REPUBLIKA.CO.ID, JAKARTA -- Kementerian Energi dan Sumber Daya Mineral (ESDM) mencatat pada 2023, porsi pemanfaatan gas bumi untuk kebutuhan domestik lebih besar dibandingkan untuk ekspor, dengan persentase mencapai 68,2 persen. Hal itu terjadi seiring dengan kebutuhan domestik akan gas bumi yang terus meningkat dari tahun ke tahun.
"Gas ini sendiri untuk kebutuhan domestik makin lama makin besar dan tren ekspor juga makin menurun dari tahun ke tahun," kata Menteri ESDM Arifin Tasrif saat konferensi pers "Capaian Sektor ESDM Tahun 2023 dan Program Kerja Tahun 2024" di Gedung Kementerian ESDM, Jakarta, Senin (15/1/2024).
Selama 2023, realisasi penyaluran gas bumi untuk domestik sebesar 3.745 British thermal unit per day (BBTUD).
"Sementara untuk ekspor, porsi gas bumi sebesar 1.749 BBTUD," ungkap Arifin.
Lebih lanjut, ia merinci pemanfaatan gas untuk domestik paling besar ialah pada sektor industri, yang mencapai 1.515,8 BBTUD atau sekitar 40,5 persen dari porsi pemanfaatan gas bumi untuk domestik. Diikuti dengan pemanfaatan gas bumi untuk pupuk sebesar 692,43 BBTUD atau sekitar 18,4 persen.
"Sementara pemanfaatan gas bumi untuk kelistrikan sebesar 683,49 BBTUD, LNG domestik sebesar 524,62 BBTUD, LPG domestik 77,69 BBTUD, city gas 16,14, dan BBG sebesar 5,86 BBTUD," katanya.
Adapun, pemanfaatan gas bumi untuk domestik tersebut meningkat apabila dibandingkan pada 2022, di mana pada tahun tersebut pemanfaatan gas bumi sebesar 3.683 BBTUD dan ekspor sebesar 1.791 BBTUD.
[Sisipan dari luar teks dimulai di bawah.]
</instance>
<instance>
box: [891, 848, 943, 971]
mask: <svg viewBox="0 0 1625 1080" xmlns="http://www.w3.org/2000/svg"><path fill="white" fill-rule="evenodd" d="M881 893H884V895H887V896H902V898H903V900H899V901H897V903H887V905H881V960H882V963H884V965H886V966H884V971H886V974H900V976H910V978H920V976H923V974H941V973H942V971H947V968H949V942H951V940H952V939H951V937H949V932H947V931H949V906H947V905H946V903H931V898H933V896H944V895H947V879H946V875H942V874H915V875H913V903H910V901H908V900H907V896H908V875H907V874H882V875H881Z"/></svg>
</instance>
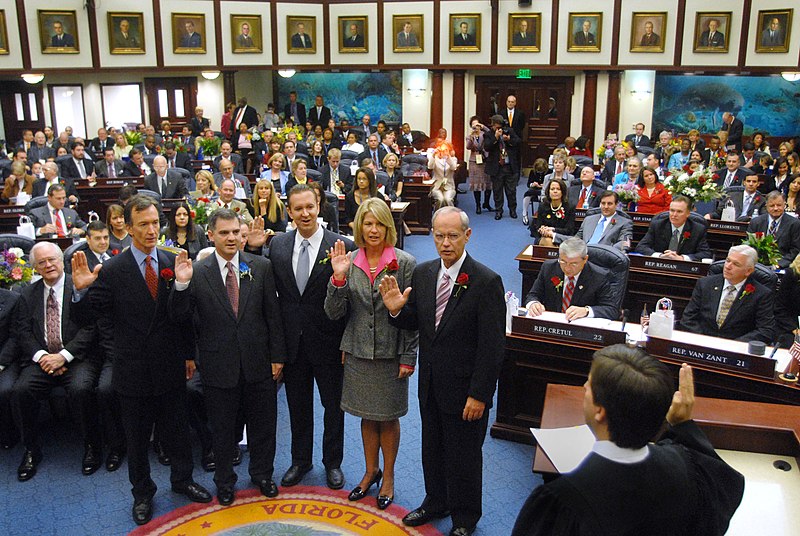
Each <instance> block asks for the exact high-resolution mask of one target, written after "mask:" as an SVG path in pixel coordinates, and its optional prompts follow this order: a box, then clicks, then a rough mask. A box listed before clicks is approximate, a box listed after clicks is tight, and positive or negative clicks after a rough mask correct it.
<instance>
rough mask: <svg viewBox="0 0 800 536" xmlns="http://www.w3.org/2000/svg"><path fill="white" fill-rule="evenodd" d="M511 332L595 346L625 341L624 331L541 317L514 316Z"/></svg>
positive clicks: (612, 343) (600, 345)
mask: <svg viewBox="0 0 800 536" xmlns="http://www.w3.org/2000/svg"><path fill="white" fill-rule="evenodd" d="M511 332H512V333H514V334H517V335H525V336H534V337H542V336H545V337H548V338H551V339H554V340H561V341H567V342H575V341H582V342H589V343H591V344H594V345H597V346H608V345H610V344H618V343H624V342H625V337H626V336H625V332H622V331H612V330H610V329H602V328H596V327H592V326H581V325H578V324H564V323H561V322H550V321H547V320H542V319H541V318H530V317H523V316H514V317H513V318H512V319H511Z"/></svg>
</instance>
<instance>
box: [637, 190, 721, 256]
mask: <svg viewBox="0 0 800 536" xmlns="http://www.w3.org/2000/svg"><path fill="white" fill-rule="evenodd" d="M691 211H692V201H691V200H690V199H689V198H688V197H684V196H682V195H676V196H675V197H674V198H673V199H672V203H670V205H669V218H664V219H660V218H653V221H652V222H651V223H650V227H649V228H648V229H647V234H646V235H644V238H642V240H641V241H640V242H639V244H638V245H637V246H636V252H637V253H641V254H642V255H651V256H653V257H661V258H665V259H676V260H687V261H699V260H700V259H710V258H712V253H711V248H709V247H708V242H706V227H707V226H706V225H705V224H703V223H700V222H695V221H694V220H692V219H691V218H690V217H689V214H691Z"/></svg>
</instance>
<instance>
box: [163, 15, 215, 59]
mask: <svg viewBox="0 0 800 536" xmlns="http://www.w3.org/2000/svg"><path fill="white" fill-rule="evenodd" d="M207 38H208V36H207V35H206V16H205V15H204V14H203V13H173V14H172V51H173V52H174V53H175V54H205V53H206V39H207Z"/></svg>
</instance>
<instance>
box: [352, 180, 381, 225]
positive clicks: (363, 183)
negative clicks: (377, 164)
mask: <svg viewBox="0 0 800 536" xmlns="http://www.w3.org/2000/svg"><path fill="white" fill-rule="evenodd" d="M371 197H380V194H378V185H377V184H376V182H375V172H374V171H372V170H371V169H370V168H365V167H362V168H358V170H356V178H355V180H354V181H353V189H352V190H351V191H350V192H349V193H348V194H347V195H346V196H345V197H344V214H345V221H347V226H348V227H349V228H350V233H351V234H352V232H353V225H354V223H353V222H354V221H355V219H356V211H358V207H359V206H361V203H363V202H364V201H365V200H366V199H369V198H371Z"/></svg>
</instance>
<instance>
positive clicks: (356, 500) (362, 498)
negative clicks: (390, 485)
mask: <svg viewBox="0 0 800 536" xmlns="http://www.w3.org/2000/svg"><path fill="white" fill-rule="evenodd" d="M382 478H383V471H381V470H380V469H378V472H377V473H375V476H373V477H372V480H370V481H369V485H367V489H361V486H356V487H354V488H353V491H351V492H350V495H348V496H347V499H348V500H350V501H360V500H361V499H363V498H364V497H366V496H367V492H368V491H369V488H371V487H372V485H373V484H378V485H380V481H381V479H382Z"/></svg>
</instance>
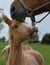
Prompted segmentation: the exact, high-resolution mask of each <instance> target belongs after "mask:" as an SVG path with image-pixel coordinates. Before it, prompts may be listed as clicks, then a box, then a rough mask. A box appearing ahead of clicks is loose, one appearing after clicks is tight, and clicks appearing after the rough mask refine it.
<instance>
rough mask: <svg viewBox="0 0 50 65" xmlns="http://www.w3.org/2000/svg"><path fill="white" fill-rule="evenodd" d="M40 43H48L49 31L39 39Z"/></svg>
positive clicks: (49, 42)
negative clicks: (40, 38) (48, 31)
mask: <svg viewBox="0 0 50 65" xmlns="http://www.w3.org/2000/svg"><path fill="white" fill-rule="evenodd" d="M41 43H42V44H50V33H46V34H45V35H44V36H43V39H42V40H41Z"/></svg>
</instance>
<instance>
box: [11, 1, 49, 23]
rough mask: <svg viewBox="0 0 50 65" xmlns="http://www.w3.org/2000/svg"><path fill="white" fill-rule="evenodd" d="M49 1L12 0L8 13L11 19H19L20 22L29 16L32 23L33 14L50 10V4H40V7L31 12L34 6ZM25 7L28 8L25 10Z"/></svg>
mask: <svg viewBox="0 0 50 65" xmlns="http://www.w3.org/2000/svg"><path fill="white" fill-rule="evenodd" d="M47 2H50V1H49V0H14V1H13V3H12V4H11V8H10V13H11V17H12V18H13V19H16V20H19V21H20V22H22V21H24V20H25V17H28V16H29V17H31V20H32V21H33V23H34V16H35V15H37V14H40V13H43V12H47V11H50V4H48V5H47V6H44V7H43V6H42V7H41V8H39V9H37V10H35V11H34V12H31V10H34V9H35V8H37V7H39V6H41V5H43V4H45V3H47ZM27 9H29V10H28V11H27Z"/></svg>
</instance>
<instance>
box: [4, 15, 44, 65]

Sementara pada 2021, porsi gas bumi untuk domestik sebesar 3.688 BBTUD dan ekspor gas bumi mencapai 2.047 BBTUD. Arifin menjelaskan, meningkatnya kebutuhan domestik dan menurunnya ekspor gas merupakan salah satu langkah dalam mendukung fase transisi energi di Indonesia.
"Kami mengantisipasi makin besarnya volume gas ke depan karena kami akan memanfaatkan gas semaksimal mungkin untuk mendukung transisi energi kita," ujar Arifin.
Kementerian ESDM juga menyatakan bahwa prioritas gas domestik adalah menyambungkan Aceh sampai Jawa. Adapun urgensinya, yaitu menjadi kunci integrasi pipa gas sepanjang Sumatra, dan integrasi Sumatra-Jawa serta menyalurkan potensi gas bumi dari Wilayah Kerja (WK) Agung dan WK Andaman Aceh untuk dimanfaatkan di Jawa dan Sumatra.
Saat ini, Kementerian ESDM juga telah merencanakan pembangunan pipa transisi gas bumi Cirebon-Semarang (Cisem) sepanjang 320 kilometer (km). Untuk fase I Semarang-Batang (62 km) dengan nilai investasi senilai Rp1,04 triliun telah selesai. Sedangkan, fase II Batang-Cirebon-Kandang Haur (240 km) direncanakan dibangun pada 2024-2026 dengan kebutuhan investasi sekitar Rp3 triliun.
Selanjutnya, rencana pembangunan pipa transmisi gas bumi Dumai-Sei Mangke (sekitar 400 km) dengan kebutuhan investasi sekitar Rp8 triliun.